Kafka » Overview
ROM supports Apache Kafka via rom-kafka adapter, that is built on top of the poseidon ruby driver.
Before v0.1.0 the adapter is still in alpha. If you find any inconsistency, please feel free to ask your questions at the ROM chatroom and report issues on github.
Intro
The adapter provides access to Kafka brokers in much the same way as other adapters do for corresponding datastores with some specifics:
By the very nature of Kafka, it allows only creating (publishing) messages, and reading (consuming) them. No 'update' and 'delete' commands are available.

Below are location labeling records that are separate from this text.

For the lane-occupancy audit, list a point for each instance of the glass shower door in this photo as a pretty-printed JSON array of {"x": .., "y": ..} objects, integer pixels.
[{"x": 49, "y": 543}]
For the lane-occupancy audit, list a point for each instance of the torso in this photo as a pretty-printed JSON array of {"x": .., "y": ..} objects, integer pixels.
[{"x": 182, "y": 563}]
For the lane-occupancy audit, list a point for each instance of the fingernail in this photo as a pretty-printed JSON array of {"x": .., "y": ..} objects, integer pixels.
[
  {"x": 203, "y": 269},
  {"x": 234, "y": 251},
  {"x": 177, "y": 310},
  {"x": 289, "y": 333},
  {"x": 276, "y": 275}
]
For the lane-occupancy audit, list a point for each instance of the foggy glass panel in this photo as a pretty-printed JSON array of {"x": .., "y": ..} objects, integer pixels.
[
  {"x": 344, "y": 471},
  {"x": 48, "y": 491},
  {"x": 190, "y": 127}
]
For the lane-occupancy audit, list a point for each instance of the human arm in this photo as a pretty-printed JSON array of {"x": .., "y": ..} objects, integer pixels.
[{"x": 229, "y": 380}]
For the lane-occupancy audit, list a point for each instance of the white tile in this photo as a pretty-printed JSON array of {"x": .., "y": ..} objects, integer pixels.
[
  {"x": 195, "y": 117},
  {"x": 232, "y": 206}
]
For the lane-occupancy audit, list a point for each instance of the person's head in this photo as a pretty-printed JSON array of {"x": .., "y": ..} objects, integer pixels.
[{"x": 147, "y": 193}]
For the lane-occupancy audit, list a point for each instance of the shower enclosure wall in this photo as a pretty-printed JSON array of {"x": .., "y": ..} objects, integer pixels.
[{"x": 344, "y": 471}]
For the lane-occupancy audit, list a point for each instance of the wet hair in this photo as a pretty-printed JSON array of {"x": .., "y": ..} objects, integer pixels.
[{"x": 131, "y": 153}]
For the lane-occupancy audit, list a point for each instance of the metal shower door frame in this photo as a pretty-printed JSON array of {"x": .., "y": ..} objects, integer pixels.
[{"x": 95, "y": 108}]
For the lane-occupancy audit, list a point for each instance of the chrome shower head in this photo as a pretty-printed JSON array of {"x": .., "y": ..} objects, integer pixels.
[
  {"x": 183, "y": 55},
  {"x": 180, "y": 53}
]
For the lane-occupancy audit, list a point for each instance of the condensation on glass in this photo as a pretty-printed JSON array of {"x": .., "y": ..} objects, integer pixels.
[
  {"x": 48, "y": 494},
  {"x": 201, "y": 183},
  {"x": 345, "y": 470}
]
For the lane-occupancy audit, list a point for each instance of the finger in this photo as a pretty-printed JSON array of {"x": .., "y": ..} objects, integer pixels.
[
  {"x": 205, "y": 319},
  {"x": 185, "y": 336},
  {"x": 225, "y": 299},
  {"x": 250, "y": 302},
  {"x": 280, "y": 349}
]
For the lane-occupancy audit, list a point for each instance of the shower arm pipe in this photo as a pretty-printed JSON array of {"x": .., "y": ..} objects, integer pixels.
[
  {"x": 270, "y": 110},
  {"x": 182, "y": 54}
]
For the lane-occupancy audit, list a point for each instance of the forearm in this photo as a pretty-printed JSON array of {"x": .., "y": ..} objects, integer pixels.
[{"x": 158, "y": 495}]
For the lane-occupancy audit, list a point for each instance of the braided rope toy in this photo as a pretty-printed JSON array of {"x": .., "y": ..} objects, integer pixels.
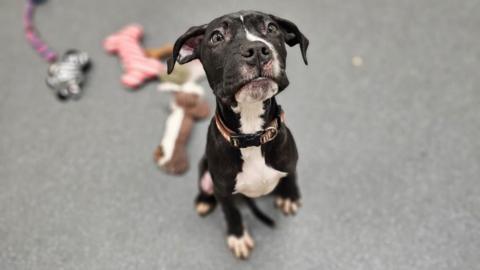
[{"x": 66, "y": 75}]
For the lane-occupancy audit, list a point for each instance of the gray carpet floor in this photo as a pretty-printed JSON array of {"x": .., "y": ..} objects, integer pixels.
[{"x": 389, "y": 151}]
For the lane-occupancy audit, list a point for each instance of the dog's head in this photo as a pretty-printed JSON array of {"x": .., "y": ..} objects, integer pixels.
[{"x": 243, "y": 54}]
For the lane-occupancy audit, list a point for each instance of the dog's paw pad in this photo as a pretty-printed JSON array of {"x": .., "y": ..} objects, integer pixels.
[
  {"x": 240, "y": 246},
  {"x": 203, "y": 208},
  {"x": 287, "y": 206}
]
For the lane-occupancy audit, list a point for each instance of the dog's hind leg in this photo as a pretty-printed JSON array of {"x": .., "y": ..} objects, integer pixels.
[{"x": 205, "y": 201}]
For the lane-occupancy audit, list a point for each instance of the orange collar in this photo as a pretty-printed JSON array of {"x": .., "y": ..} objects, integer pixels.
[{"x": 252, "y": 139}]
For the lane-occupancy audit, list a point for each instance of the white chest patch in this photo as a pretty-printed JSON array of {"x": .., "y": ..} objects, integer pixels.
[{"x": 256, "y": 178}]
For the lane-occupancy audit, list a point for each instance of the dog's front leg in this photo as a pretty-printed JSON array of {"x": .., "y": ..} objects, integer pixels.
[
  {"x": 238, "y": 239},
  {"x": 288, "y": 194}
]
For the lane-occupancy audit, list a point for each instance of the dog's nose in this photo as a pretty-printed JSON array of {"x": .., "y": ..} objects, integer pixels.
[{"x": 256, "y": 51}]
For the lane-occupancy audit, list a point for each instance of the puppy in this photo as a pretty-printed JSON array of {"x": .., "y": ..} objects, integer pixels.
[{"x": 249, "y": 151}]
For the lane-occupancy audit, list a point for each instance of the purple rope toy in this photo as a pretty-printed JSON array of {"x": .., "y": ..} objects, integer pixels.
[{"x": 65, "y": 75}]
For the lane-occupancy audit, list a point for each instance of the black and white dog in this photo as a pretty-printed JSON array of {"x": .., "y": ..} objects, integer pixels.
[{"x": 249, "y": 149}]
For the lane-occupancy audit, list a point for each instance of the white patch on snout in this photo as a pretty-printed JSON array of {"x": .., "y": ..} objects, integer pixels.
[
  {"x": 258, "y": 90},
  {"x": 256, "y": 178},
  {"x": 275, "y": 62}
]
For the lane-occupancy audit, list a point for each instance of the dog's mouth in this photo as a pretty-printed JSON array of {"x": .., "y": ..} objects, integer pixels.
[{"x": 257, "y": 89}]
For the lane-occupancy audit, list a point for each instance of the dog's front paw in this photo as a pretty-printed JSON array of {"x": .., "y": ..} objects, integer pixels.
[
  {"x": 241, "y": 246},
  {"x": 288, "y": 206}
]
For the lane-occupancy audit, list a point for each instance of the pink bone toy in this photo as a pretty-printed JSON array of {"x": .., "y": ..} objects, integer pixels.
[{"x": 138, "y": 68}]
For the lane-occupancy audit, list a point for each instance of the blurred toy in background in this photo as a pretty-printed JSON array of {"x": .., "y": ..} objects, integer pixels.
[
  {"x": 187, "y": 107},
  {"x": 137, "y": 66},
  {"x": 66, "y": 76}
]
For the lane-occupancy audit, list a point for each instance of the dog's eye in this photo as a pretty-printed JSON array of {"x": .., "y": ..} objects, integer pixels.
[
  {"x": 217, "y": 37},
  {"x": 272, "y": 28}
]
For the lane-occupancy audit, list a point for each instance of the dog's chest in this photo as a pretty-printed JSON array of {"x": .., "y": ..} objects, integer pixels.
[{"x": 256, "y": 178}]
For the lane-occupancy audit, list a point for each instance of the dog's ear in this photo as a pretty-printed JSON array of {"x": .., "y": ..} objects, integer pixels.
[
  {"x": 186, "y": 46},
  {"x": 293, "y": 36}
]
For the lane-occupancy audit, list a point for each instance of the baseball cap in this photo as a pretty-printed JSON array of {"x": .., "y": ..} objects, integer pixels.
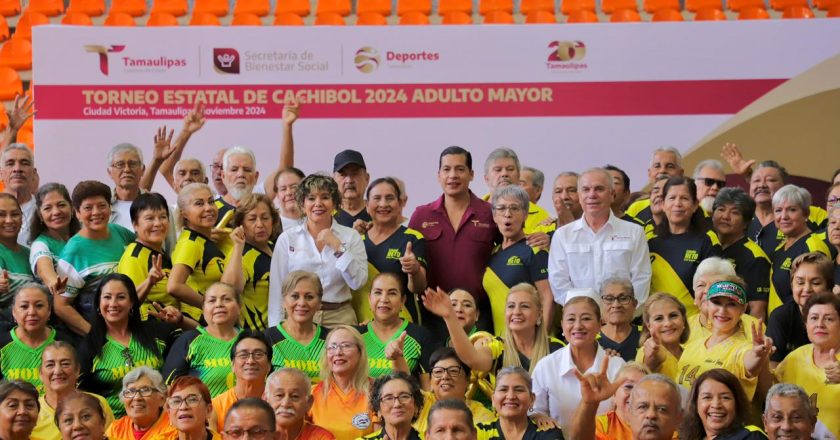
[
  {"x": 728, "y": 289},
  {"x": 348, "y": 157}
]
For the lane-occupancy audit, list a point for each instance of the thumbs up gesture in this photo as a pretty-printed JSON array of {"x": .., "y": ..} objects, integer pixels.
[{"x": 408, "y": 261}]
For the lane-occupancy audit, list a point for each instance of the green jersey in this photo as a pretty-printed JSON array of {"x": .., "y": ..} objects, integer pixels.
[
  {"x": 16, "y": 262},
  {"x": 289, "y": 353},
  {"x": 19, "y": 361},
  {"x": 417, "y": 349},
  {"x": 204, "y": 356}
]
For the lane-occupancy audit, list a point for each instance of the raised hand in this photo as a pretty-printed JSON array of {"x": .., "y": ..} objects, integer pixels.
[
  {"x": 394, "y": 349},
  {"x": 409, "y": 261},
  {"x": 437, "y": 302},
  {"x": 596, "y": 387}
]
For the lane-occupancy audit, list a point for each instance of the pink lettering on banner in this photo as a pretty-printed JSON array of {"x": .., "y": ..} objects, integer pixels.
[{"x": 639, "y": 98}]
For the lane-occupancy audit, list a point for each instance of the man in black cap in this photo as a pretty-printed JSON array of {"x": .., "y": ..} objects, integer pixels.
[{"x": 350, "y": 173}]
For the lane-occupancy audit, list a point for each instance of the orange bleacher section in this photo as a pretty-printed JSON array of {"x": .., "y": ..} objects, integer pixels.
[{"x": 18, "y": 17}]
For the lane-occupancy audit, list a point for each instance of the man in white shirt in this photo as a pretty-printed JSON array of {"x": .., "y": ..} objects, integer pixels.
[{"x": 598, "y": 245}]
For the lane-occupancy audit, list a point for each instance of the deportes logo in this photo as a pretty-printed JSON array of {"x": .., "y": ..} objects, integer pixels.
[
  {"x": 226, "y": 60},
  {"x": 103, "y": 52},
  {"x": 566, "y": 51},
  {"x": 367, "y": 59}
]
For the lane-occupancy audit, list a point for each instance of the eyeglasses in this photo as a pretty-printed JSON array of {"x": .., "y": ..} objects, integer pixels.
[
  {"x": 130, "y": 393},
  {"x": 126, "y": 163},
  {"x": 192, "y": 401},
  {"x": 403, "y": 398},
  {"x": 513, "y": 209},
  {"x": 255, "y": 432},
  {"x": 336, "y": 347},
  {"x": 243, "y": 356},
  {"x": 454, "y": 372},
  {"x": 708, "y": 181},
  {"x": 622, "y": 299}
]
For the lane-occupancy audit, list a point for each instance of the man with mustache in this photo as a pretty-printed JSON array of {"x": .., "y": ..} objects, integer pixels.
[{"x": 290, "y": 395}]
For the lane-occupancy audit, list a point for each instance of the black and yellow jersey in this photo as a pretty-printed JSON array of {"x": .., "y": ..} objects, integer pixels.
[
  {"x": 256, "y": 266},
  {"x": 780, "y": 290},
  {"x": 640, "y": 211},
  {"x": 493, "y": 431},
  {"x": 204, "y": 258},
  {"x": 289, "y": 353},
  {"x": 769, "y": 236},
  {"x": 417, "y": 349},
  {"x": 136, "y": 263},
  {"x": 519, "y": 263},
  {"x": 674, "y": 259},
  {"x": 385, "y": 258},
  {"x": 200, "y": 354},
  {"x": 751, "y": 264}
]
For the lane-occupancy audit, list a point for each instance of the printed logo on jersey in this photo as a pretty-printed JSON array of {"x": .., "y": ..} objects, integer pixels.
[{"x": 691, "y": 256}]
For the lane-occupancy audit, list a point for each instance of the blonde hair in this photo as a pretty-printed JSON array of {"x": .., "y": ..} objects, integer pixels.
[
  {"x": 361, "y": 383},
  {"x": 540, "y": 350}
]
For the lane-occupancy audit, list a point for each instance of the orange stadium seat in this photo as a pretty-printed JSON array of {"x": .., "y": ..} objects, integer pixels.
[
  {"x": 340, "y": 7},
  {"x": 456, "y": 17},
  {"x": 161, "y": 19},
  {"x": 134, "y": 8},
  {"x": 414, "y": 19},
  {"x": 625, "y": 16},
  {"x": 381, "y": 7},
  {"x": 176, "y": 8},
  {"x": 16, "y": 54},
  {"x": 798, "y": 12},
  {"x": 246, "y": 20},
  {"x": 288, "y": 19},
  {"x": 582, "y": 16},
  {"x": 76, "y": 19},
  {"x": 9, "y": 8},
  {"x": 298, "y": 7},
  {"x": 667, "y": 15},
  {"x": 371, "y": 19},
  {"x": 753, "y": 13},
  {"x": 91, "y": 8},
  {"x": 219, "y": 8},
  {"x": 406, "y": 6},
  {"x": 50, "y": 8},
  {"x": 329, "y": 19},
  {"x": 10, "y": 86},
  {"x": 498, "y": 17},
  {"x": 205, "y": 19},
  {"x": 540, "y": 17},
  {"x": 119, "y": 19},
  {"x": 260, "y": 8},
  {"x": 529, "y": 6},
  {"x": 27, "y": 20}
]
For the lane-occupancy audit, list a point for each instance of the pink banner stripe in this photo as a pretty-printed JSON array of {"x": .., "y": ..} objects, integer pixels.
[{"x": 639, "y": 98}]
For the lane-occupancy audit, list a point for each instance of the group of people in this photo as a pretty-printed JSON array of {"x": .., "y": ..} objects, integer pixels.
[{"x": 310, "y": 306}]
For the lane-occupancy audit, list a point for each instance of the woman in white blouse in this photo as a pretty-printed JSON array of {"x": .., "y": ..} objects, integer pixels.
[{"x": 320, "y": 245}]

Reading messages from Kafka also differs from what you'd expect from a database. Kafka only supports reading a sequence of messages from a topic's partition, starting from some offset . You can neither reorder messages or filter them in any way. That operations are up to domain application. All you can define is the topic (relations), its partition, initial offset, and limit for number of messages to output.
Setup
Set a Kafka gateway in a ROM generic way. When setting a gateway
you have to specify the client_id
and a list of Kafka brokers. Brokers can be
set in the following ways:
# by default (connects to host 'localhost', port 9092)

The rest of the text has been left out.